Los primeros lo concibieron como una etapa transitoria en el
proceso de modernización de los países latinoamericanos
asociado a la crisis de la sociedad tradicional y a los avatares
producidos por los abruptos procesos de industrialización
y urbanización. Los dependentistas vieron al populismo
como un fenómeno político ligado a la sustitución
de importaciones. Es así que para los dependentistas y
algunos marxistas el populismo es producto de una fase estructural
del desarrollo económico y que los regímenes nacional-populares
promueven la sustitución de importaciones, el nacionalismo
y políticas keynesianas redistributivas. En la actualidad
y contradiciendo las hipótesis de estas dos tradiciones
académicas que preveían que el populismo no tendría
cabida en una nueva fase económica neoliberal y "globalizada,"

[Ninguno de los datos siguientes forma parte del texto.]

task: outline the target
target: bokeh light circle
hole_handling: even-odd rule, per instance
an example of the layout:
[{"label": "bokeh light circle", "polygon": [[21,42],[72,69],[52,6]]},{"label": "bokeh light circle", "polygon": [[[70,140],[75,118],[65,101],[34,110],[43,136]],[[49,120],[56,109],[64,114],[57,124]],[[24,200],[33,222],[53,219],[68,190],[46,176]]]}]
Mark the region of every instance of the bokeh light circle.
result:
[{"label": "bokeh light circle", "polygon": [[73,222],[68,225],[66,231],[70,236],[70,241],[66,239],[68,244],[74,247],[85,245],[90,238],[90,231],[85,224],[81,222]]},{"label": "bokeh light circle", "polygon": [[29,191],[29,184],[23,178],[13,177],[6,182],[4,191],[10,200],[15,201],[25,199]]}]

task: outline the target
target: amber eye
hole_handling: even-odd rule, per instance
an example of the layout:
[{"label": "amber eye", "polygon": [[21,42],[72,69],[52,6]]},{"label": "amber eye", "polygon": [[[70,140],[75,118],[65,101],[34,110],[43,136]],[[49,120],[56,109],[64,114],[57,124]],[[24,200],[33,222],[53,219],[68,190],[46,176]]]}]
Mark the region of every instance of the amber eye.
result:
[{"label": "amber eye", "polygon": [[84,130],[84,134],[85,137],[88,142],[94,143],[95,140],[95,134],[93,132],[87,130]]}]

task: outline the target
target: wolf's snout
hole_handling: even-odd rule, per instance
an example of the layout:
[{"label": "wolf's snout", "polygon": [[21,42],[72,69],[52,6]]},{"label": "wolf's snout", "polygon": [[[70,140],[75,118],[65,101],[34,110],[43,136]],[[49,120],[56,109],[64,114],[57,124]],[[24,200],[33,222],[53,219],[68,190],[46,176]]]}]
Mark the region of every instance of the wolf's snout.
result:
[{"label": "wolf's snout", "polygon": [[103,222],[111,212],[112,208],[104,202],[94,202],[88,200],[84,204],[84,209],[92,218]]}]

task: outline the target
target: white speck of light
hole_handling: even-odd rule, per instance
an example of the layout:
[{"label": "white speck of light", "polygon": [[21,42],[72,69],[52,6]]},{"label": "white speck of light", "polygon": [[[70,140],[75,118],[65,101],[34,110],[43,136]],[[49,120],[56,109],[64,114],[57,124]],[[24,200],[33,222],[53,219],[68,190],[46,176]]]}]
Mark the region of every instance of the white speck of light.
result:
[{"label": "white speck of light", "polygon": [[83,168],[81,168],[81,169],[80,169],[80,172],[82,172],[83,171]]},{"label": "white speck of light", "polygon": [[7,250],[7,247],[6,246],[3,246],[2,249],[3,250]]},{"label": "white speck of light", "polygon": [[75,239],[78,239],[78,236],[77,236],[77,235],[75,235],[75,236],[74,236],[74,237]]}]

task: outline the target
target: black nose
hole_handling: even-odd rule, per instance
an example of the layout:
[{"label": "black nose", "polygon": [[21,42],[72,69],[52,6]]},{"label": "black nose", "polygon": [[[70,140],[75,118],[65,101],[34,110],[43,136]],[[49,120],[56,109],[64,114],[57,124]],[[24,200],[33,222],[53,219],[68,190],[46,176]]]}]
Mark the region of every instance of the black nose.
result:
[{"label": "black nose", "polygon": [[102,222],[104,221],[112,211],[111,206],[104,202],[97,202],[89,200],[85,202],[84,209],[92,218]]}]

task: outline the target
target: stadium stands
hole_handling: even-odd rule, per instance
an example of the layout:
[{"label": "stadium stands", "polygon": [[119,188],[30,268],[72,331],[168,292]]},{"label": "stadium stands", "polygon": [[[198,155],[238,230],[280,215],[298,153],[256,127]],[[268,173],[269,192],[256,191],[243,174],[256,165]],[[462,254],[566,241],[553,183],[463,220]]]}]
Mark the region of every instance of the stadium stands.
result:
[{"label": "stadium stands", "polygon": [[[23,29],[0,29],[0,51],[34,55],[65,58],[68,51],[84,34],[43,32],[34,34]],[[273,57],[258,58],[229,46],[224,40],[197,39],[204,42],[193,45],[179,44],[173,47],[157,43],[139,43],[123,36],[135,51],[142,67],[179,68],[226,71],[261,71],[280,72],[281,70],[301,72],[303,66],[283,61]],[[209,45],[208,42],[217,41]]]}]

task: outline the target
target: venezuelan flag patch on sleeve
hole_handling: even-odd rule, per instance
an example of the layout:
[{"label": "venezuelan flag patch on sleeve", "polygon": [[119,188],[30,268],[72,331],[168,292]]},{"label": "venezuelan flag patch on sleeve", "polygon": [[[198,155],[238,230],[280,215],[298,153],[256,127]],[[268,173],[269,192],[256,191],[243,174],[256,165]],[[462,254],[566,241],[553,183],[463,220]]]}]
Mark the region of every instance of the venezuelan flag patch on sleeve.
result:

varios cientistas sociales sostienen que hay un renacer populista
que va de la mano del neoliberalismo.
Un gran número de politólogos y sociólogos
explican los éxitos electorales de Alberto Fujimori en
el Perú, Carlos Menem en la Argentina, Fernando Collor
de Mello en el Brasil, Abdalá Bucaram en el Ecuador, Arnoldo
Alemán en Nicaragua y Hugo Chávez en Venezuela
por la profunda crisis económica, política e ideológica
de la región latinoamericana. Se argumenta que los partidos
políticos son reemplazados por gente marginal a la política
o por políticos de viejo cuño que se sitúan
al margen de la política tradicional y se auto-proclaman
redentores de la nación. Estos políticos han interpretado
la crisis, al igual que muchos electores, como el resultado de
las acciones de los políticos tradicionales y han argumentado
tener la voluntad y la capacidad técnica para resolver
todos los problemas de la nación. Los científicos
sociales han usado las categorías de "neopopulismo"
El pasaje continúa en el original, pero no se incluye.